While I have not driven previous Continental GT models, allow me to paraphrase (plagiarize) the aforementioned conversation (eavesdropping session) from veteran motoring journalists where they claim, “a relaunch was well overdue, the Continental GT needed an upgrade to compete with the likes of the S Classes, Panameras and GranTourismos.”
However, there is another rival a little closer to home for Bentley. And that’s Aston Martin’s DB11 AMR that always finds a way to pop up in every conversation related to the Bentley Continental GT.
Luckily, I can comment on the ‘Continental GT Vs. DB11 AMR’ argument. However that’s an entirely different article for another week on the similarities, the differences, the drive, the design, etc. Long story short: I would personally choose the Bentley. Sorry DB11.
Back to the Bentley, while this vehicle absolutely owns cruising and straight lines, the question you should be asking is: how does it fair on the corners? Since it is quite stocky, you wouldn’t expect it to be a nimble as a gazelle.
But it fairs better than you would imagine.
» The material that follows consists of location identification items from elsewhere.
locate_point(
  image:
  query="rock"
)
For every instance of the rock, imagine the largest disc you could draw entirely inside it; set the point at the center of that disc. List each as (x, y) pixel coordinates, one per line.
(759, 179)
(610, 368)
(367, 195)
Quick overtakes, and flowing corners are magical in the Continental GT, however don’t expect this to prance around hairpins and tight bends at high speeds, because it wasn’t made for nutters who plan on screeching around hairpins and tight bends at high speeds. (Trust me on that).
I’m glad I chose the unsupervised and unchaperoned drive back to Dubai in the Continental GT.
And while I did enjoy blasting through the curvaceous mountain roads, I enjoyed the peaceful open roads a lot more.
I never thought I would ever say this, but: driving the Continental GT on a boring two-hour drive back home on straight highways was a lot more enjoyable than the 30 minutes of mountain carving.
Maybe the Bentley soothes the savage speed beast within?
Or perhaps it was the amazing 650-watt Bentley sound system, or the massage seats, or the 1-hour nap, or the adaptive cruise control and active lane assist thanks to its autonomous self-driving technology.
It’s a sheer pleasure to drive, and thank you Bentley for ruining cars for me.